Petit budget, caméra légère et à
l'épaule, la réalisation se veut immersive alors
qu'elle est un peu fragile et empêche grandement au film
d'atteindre sa toute puissance. Ces zooms avant intempestifs
ont une portée très limitée sur nos émotions
et contribuent à nous tenir à distance d'un film
qui aurait mérité un point de vue plus fort, plus
habile : Ladj Ly devra encore faire ses preuves.
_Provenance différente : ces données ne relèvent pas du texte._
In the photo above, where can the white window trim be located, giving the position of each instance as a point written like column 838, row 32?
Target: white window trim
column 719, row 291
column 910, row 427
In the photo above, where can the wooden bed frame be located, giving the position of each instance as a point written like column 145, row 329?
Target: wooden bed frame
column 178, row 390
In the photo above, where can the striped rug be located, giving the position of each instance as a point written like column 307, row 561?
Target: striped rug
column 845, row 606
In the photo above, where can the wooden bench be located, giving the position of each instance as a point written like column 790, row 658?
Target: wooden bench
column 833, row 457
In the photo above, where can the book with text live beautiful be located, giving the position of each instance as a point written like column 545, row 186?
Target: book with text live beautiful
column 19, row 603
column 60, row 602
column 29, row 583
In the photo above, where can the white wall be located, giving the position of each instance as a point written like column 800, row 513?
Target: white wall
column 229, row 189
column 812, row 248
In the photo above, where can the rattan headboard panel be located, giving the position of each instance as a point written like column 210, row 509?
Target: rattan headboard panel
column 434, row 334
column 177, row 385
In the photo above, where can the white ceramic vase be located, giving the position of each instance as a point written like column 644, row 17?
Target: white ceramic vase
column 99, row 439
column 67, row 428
Tranche de vie de la Téci : et celle d'un nordiste qui
découvre ce monde de tensions, de violence et d'irrespect,
de fatigue et d'usure, où les règles sont différentes,
où la bavure n'est jamais très loin. Il redécouvre
son métier de flic et l'adaptation nécessaire
pour travailler dans un milieu plus hostile que jamais ; un
monde entre justice et loi de la rue où l'auteur se livre
à une étude des rapports de force entre voyous,
religieux et flics. De là découle un autre sentiment
de frustration : de ces personnages forts, joliment multiples,
on aurait tellement aimé les connaître plus en
avant, chacun d'entre eux, jusqu'au moindre second rôle.
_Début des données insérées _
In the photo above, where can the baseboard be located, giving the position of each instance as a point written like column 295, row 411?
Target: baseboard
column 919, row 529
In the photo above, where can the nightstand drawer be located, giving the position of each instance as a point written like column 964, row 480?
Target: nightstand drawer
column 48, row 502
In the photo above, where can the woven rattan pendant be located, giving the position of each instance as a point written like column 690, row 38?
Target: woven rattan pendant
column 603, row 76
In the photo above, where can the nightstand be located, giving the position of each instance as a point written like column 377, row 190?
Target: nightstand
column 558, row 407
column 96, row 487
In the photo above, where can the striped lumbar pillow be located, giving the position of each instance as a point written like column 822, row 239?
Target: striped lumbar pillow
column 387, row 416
On sent et on ressent jusque dans notre moelle que l'auteur
connaît son sujet sur le bout des doigts, il sait nous
le présenter avec force de détails et un vécutparfaitement
retranscrit. Il s'agit d'une vision réaliste, formidablement
immersive mais un peu mince dans sa scénarisation : plus
une déclaration d'amour à un quartier qu'un drame
solide, comme une formidable visite guidée via le regard
extérieur d'un bleu, témoignage sur cette extrême
pauvreté, cette violence des rapports qui ne demande
qu'à exploser, cet espèce de sentiment d'abandon
multilatéral dont il ne semble y avoir aucun remède.
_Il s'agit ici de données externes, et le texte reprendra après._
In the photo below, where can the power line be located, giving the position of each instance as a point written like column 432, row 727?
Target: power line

Les Misérables dévoile toutefois
dans son ultime scène, climax extrêmment intense
de l'œuvre, ce cycle de violence dont on ne semble ne jamais
devoir s'extirper : étranglés que nous sommes
par sa violence et son désespoir, nous sommes projetté
dans une réalité amère.
Loin de la puissance de La haine, loin de nous
transporter, de nous révolter avec la même verve
et le même savoir-faire sur toute sa longeur, Les
misérables reste un témoignage essentiel.
Mais quelles solutions proposent-ils, si tant est que ce soit
son rôle ? La mise en exergue de l'intro et de la conclusion
permet d'entrevoir une lueur, si ce n'est d'espoir, tout au
moins d'optimisme.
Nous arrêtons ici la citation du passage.